Wade, of course, struggled mightily in Game 3, going scoreless in the first half and finishing with just five points. He bounced back from that game with 30 points in Game 4 but saved the best for the Heat’s close-out game.
James wasn’t bad either, finishing with 28 points on 12 of 23 from the field to go along with seven assists and six rebounds. The reigning MVP, James was voted to his fifth All-NBA First Team before Thursday’s game.
“These guys played at such a high level that I don’t know if anyone can beat them,” Pacers coach Frank Vogel said.
Once seemingly on the brink of melting down in this series, the Heat finished off the Pacers with three consecutive victories, including two that came here in Indiana in front of a rowdy fans.
Those fans, clad in mustard-yellow “Gold Swagger” shirts, were frothing at the mouth at the beginning of Game 6. By the end, they could only clap in appreciation for their gritty team.
The Heat now awaits the winner of the Eastern Conference semifinals between the Celtics and 76ers. Regardless of the outcome, the Eastern Conference finals will begin on Monday night at AmericanAirlines Arena.
The Heat won Game 6 despite losing the rebounding battle 37-26. It was the first time this series a team won despite being out-rebounded.
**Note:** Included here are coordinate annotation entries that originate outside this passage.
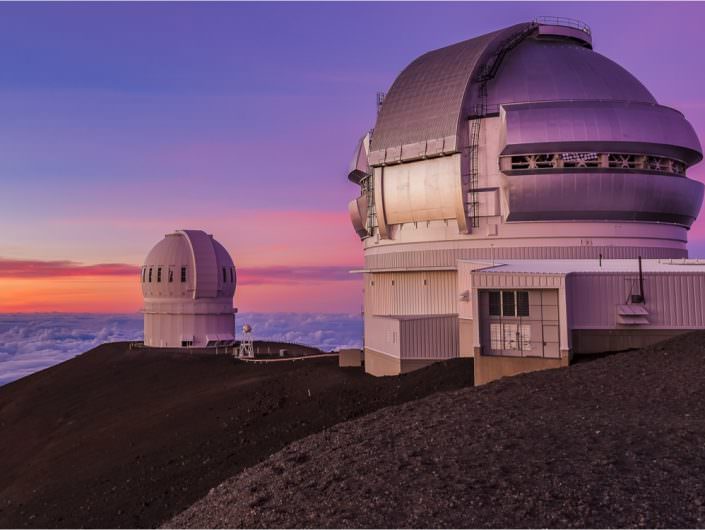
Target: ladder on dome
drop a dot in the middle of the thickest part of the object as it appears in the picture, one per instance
(487, 72)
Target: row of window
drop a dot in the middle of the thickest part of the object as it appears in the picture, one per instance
(591, 160)
(506, 336)
(367, 188)
(150, 274)
(509, 303)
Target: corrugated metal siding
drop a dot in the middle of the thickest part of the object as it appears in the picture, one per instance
(449, 257)
(404, 293)
(673, 300)
(429, 338)
(382, 335)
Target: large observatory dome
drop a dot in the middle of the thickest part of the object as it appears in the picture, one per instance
(188, 264)
(523, 143)
(188, 282)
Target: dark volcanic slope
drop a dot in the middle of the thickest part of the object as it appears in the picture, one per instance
(115, 438)
(618, 442)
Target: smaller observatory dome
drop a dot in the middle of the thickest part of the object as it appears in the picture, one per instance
(188, 283)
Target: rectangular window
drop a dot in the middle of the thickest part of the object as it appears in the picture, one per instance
(495, 304)
(511, 337)
(496, 336)
(525, 337)
(522, 303)
(508, 307)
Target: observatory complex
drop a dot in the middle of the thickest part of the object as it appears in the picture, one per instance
(188, 283)
(524, 199)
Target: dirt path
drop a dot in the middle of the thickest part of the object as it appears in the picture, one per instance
(617, 442)
(115, 438)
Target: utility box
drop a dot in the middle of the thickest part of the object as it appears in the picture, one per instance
(350, 358)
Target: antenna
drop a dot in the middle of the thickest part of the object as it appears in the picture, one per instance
(380, 101)
(246, 348)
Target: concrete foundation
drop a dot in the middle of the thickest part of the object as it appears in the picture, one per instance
(350, 358)
(379, 364)
(601, 340)
(492, 367)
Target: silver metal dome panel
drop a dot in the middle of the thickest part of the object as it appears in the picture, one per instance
(549, 70)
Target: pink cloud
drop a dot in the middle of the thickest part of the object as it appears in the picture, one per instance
(293, 275)
(17, 268)
(268, 275)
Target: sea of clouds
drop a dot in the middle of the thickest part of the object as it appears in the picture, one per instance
(32, 342)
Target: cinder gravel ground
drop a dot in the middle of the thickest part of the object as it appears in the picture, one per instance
(116, 438)
(617, 442)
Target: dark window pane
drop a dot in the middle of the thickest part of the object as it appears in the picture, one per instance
(508, 309)
(523, 303)
(495, 304)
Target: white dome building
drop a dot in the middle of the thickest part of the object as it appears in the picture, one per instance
(188, 283)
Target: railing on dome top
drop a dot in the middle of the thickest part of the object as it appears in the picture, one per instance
(563, 21)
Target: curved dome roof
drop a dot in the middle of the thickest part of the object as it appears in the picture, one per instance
(209, 269)
(427, 99)
(426, 108)
(548, 70)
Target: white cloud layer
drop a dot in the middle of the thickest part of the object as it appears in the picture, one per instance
(32, 342)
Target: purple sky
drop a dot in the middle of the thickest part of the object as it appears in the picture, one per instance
(124, 121)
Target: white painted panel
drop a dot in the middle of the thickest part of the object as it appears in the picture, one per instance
(422, 191)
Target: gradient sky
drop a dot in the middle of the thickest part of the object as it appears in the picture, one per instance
(122, 122)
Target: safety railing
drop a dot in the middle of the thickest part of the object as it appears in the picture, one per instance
(563, 21)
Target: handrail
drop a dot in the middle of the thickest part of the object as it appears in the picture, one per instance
(563, 21)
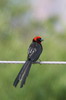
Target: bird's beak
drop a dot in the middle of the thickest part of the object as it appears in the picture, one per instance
(42, 40)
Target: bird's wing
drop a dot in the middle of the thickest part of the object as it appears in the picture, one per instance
(34, 51)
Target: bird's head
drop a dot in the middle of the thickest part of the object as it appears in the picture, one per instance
(37, 39)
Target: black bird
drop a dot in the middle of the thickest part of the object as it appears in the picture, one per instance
(34, 51)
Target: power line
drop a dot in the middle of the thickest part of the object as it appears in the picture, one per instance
(37, 62)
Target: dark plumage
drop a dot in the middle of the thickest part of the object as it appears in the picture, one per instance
(34, 51)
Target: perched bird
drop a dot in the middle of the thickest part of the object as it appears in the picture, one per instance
(34, 51)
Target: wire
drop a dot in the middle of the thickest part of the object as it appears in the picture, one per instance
(41, 62)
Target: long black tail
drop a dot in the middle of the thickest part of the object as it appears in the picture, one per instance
(22, 75)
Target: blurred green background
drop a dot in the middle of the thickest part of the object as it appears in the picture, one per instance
(20, 21)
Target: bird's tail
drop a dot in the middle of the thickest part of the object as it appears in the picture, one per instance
(22, 75)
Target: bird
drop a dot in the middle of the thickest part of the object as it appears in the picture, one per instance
(34, 52)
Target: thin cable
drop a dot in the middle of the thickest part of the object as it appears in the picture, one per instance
(42, 62)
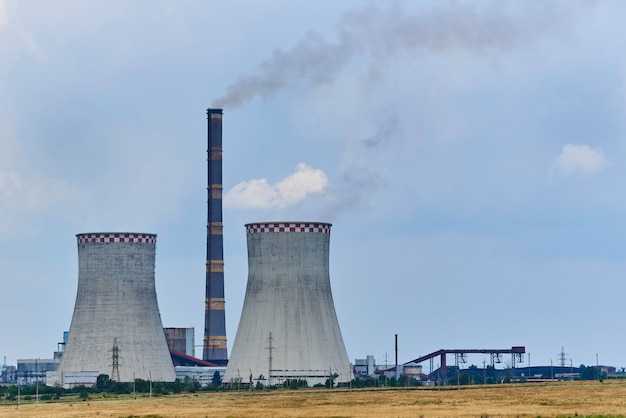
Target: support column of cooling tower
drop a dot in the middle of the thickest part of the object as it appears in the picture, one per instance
(214, 344)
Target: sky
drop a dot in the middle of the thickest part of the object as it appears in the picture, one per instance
(469, 154)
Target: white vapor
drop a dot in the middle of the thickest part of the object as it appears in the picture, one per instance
(579, 159)
(259, 194)
(377, 33)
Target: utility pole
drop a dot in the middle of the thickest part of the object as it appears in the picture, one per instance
(484, 372)
(115, 361)
(269, 372)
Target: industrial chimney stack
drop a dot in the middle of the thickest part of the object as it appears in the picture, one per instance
(214, 345)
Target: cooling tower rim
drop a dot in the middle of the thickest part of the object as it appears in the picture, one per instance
(116, 237)
(288, 226)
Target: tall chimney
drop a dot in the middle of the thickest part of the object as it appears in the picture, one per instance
(214, 344)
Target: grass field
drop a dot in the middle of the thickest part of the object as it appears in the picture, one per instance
(562, 399)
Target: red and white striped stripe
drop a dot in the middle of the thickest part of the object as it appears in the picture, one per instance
(116, 237)
(323, 228)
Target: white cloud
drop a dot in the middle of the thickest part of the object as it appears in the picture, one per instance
(258, 193)
(31, 193)
(579, 159)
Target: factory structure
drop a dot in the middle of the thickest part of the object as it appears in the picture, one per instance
(288, 328)
(214, 344)
(116, 326)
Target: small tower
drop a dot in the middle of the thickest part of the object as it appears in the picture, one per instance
(289, 301)
(116, 311)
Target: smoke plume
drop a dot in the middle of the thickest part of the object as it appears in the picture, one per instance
(376, 32)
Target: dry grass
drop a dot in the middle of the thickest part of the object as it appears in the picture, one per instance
(563, 399)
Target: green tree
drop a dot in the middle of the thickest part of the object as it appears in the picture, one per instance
(217, 379)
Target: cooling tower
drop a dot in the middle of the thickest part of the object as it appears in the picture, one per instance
(288, 327)
(116, 327)
(214, 344)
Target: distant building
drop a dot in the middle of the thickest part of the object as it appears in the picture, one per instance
(181, 340)
(8, 374)
(364, 367)
(202, 374)
(31, 371)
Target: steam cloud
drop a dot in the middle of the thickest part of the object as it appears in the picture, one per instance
(579, 159)
(258, 193)
(378, 32)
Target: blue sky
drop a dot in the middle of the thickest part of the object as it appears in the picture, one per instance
(470, 155)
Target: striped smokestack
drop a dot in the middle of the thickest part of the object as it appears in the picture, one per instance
(214, 345)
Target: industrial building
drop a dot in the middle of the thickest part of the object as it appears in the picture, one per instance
(288, 327)
(180, 340)
(116, 326)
With Udonis Haslem watching the game from an Indianapolis hotel room due to his suspension, the Heat’s sharpshooters did just enough to provide support for Wade and James.
Mario Chalmers finished with 15 points, shooting 3 of 4 from three-point range. Mike Miller, barely walking at this point, gutted out his best performance of the postseason. He was 4 of 6 from three-point range for 12 points.
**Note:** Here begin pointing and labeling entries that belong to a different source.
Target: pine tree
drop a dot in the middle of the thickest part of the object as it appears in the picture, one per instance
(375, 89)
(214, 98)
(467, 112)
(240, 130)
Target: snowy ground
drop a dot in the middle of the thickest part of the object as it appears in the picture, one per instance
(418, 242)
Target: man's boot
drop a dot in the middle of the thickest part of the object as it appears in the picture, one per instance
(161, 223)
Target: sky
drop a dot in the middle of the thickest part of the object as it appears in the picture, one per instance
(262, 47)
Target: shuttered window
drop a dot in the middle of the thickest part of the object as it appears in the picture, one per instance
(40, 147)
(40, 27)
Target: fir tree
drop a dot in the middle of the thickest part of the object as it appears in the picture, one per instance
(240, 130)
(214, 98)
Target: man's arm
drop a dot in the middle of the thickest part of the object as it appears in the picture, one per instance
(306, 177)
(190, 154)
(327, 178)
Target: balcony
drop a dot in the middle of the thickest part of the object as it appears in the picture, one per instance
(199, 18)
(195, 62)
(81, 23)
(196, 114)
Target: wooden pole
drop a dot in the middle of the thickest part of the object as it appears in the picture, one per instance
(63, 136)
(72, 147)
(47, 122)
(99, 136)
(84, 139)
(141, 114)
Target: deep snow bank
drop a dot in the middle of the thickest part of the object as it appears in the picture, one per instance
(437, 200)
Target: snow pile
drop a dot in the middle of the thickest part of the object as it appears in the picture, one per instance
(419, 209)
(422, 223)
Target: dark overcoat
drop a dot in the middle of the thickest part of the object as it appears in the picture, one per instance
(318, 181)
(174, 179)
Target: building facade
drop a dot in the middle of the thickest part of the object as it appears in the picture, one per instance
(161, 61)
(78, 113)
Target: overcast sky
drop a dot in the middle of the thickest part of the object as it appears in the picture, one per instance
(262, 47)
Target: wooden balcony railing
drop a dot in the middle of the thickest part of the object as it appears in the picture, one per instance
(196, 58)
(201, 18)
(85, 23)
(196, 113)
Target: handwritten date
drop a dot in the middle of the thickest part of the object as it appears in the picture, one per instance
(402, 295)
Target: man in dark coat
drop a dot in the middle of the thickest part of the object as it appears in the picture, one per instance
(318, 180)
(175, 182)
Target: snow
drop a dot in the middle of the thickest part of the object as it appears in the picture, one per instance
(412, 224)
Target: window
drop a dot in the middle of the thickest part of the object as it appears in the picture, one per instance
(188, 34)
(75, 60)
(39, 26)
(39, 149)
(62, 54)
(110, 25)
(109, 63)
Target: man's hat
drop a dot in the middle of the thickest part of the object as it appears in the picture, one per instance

“Mike Miller, he might be the toughest guy on this team to go through what he does physically,” Wade said. “Tonight he hit some big shots for us.”
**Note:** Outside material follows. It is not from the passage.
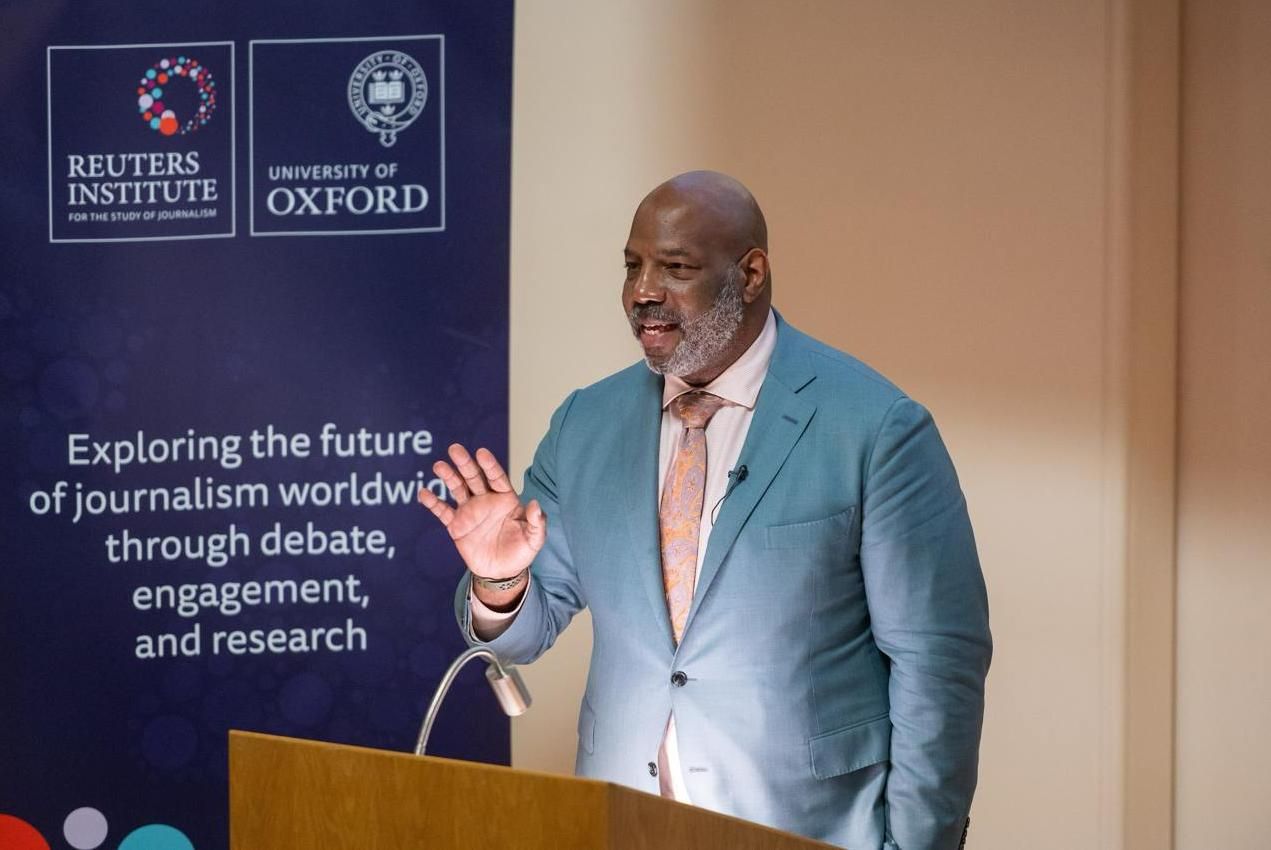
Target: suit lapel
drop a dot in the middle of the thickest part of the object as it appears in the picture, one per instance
(638, 437)
(781, 418)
The Heat led by 10 points entering the fourth quarter after a clutch three-pointer by Chalmers but the Pacers cut Miami’s advantage to five points with eight minutes to play. That’s when Joel Anthony delivered possibly the greatest offensive play of his career.
Fouled by Danny Granger in the act of shooting, Anthony delivered a tough basket inside and converted the and-one free throw to give the Heat an 86-78 lead. The play halted a 9-2 run the Pacers. Anthony finished with five points, three rebounds, two blocks and a steal in 35 minutes.
The Pacers’ final push came with a basket from David West with 3:45 left in the game. It cut the Heat’s lead to eight points but James responded with six points in a row to close out the game.
West led the Pacers 24 points on 10 of 16 shooting. George Hill had 18 points and Granger added 15. The Pacers shot 48.6 percent — a respectable number for this defensive-conscious series — but the Heat was 41 of 76 from the field (53.9 percent).
“That’s really the epitome of what a 2-3 match up should be in the playoffs,” Heat coach Erik Spoelstra said.